I find Amazon has the out of date books I seek and often autographed and "fine" quality (used)of authors I like to collect.
However, even the library I wrote more harshly on above does save the reader the purchase price of a book. It has computer facilities and/or 50 computer ports, an architecturally "peaceful" design-Frank Lloyd Wright,jazz and musical guests, 25,000 volumes for adults, young adults and children including books, videos, DVDs, audiobooks, CDs, large print books, magazines and newspapers.
I just think that those that have lectured there have turned me sour on the whole library experience. But then that is my own personal hang-up.
Not for "most" books, just for "some" books, and that's not even a "large number" of books -- very few in fact.
Amazon always shows a list of books similar to the one you're looking at.
Only on a similar subject. They will not offer unrelated material, which is where serendipity comes in.
Books aren't cheap.
"Try before you buy." When searching the stacks at the local lending library (a near alliteration), you will see a number of books on a subject, instead of immediately zeroing in on one author or one facet of a complex subject.
Whoever wrote this article obviously doesn't read much... flipping idiot.
Me too. And as another poster said, they used to be open 6 days a week, now ours is only open 3 or 4 or something, at odd hours. But you know what? Every second they are open, the free computer stations are swamped with people surfing the net, typing up stuff, etc. I sometimes think they should charge patrons by the minute to use the "free" computer stations in order to fund more extensive hours, purchase more books, and so on.
If you're going to defend protecting the taxpayer against rape by the government, it has to apply to every non-constitutional expenditure
Are federal tax dollars used for public libraries? If not, there's no consitutional issue here.
I'm amazed to see all the socialists on this topic. Libraries are a socialist. I read all the time, but my library is controled by liberals, which influences books purchased. Why should my tax dollars be paying for liberals who want to read about Hillary's village?
And ABE is only one such company. There are others as well, such as Alibris. You can run a book search through www.addall.com, and it will cull titles from numerous online book-selling companies, ABE and Alibris included (and many more).
Let me see.. Libraries are socialist? Education is socialist? I think it would be a shock to one of the most successful CAPITALISTS of all time that the library system he created is now believed to be socialist.
I walk into my local libraries (many of which I am fortunate enough to know Carnegie himself BUILT) and see not only Leftist but Right Wing books as well. The Downtown Business Library (which I visit nearly weekly) is full of Capitalist tomes. Forbes Magazine, the WSJ... hardly socialist.
Access to knowledge is KEY to having a strong nation. We cannot be a free nation if we do not have an educated and informed population. Libraries are wealth's of knowlege freely available to all that bother to get off their lazy butts and access.

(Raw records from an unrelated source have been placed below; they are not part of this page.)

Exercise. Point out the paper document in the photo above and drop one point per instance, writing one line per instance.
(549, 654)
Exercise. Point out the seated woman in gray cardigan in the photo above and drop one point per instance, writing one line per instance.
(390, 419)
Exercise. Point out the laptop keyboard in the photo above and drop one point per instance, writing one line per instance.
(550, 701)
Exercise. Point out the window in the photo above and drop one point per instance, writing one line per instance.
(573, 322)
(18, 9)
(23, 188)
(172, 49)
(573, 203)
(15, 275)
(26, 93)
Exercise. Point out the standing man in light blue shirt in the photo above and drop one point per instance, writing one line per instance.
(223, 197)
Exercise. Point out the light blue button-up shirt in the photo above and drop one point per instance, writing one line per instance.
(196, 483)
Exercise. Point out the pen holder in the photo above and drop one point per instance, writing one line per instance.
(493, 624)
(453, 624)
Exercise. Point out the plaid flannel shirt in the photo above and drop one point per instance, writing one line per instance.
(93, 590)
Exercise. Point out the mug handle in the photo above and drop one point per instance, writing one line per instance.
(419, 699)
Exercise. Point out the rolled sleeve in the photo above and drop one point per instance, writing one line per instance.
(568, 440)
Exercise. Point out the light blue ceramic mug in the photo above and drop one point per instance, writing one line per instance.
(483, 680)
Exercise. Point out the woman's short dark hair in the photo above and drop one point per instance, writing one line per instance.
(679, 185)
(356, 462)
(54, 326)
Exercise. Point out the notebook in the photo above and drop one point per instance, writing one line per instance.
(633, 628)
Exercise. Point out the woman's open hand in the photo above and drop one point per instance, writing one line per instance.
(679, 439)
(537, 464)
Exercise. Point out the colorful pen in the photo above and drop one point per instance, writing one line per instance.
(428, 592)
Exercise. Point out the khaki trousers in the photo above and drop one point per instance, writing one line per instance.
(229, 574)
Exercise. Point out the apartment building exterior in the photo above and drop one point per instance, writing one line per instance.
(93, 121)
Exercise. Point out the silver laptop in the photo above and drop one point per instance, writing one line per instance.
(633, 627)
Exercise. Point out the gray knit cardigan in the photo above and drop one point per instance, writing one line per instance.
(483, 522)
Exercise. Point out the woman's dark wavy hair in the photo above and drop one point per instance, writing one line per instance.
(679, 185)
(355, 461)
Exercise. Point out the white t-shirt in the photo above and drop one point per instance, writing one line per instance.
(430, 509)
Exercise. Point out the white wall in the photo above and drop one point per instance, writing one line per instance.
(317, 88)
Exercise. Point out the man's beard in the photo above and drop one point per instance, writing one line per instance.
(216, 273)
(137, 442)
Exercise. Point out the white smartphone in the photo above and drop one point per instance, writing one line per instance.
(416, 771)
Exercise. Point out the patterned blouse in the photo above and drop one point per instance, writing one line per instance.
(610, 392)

They are probably among the greatest achievements societies have... Knowlege is not kept among the elite and the monks, from the people, but accessible to all the people. Yes no doubt some of the literary works kept there are drivel, but beside Hillary you will find Hannity and more importantly HOMER.
Society is more than just a bunch of folks living next to one another it is an interwoven community. We are greater and will achieve greater as a society when knowlege is available to all. This isn't socialism, this is reality.
It would be beyond shameful if a county or city or state turned its back on public libraries for its citizens. Citizens should demand it.. access to knowlege and information for all is what allows this nation to grow and prosper.
I find those who gripe about libraries generally are folks who have not bothered to attempt to gain much knowlege themselves.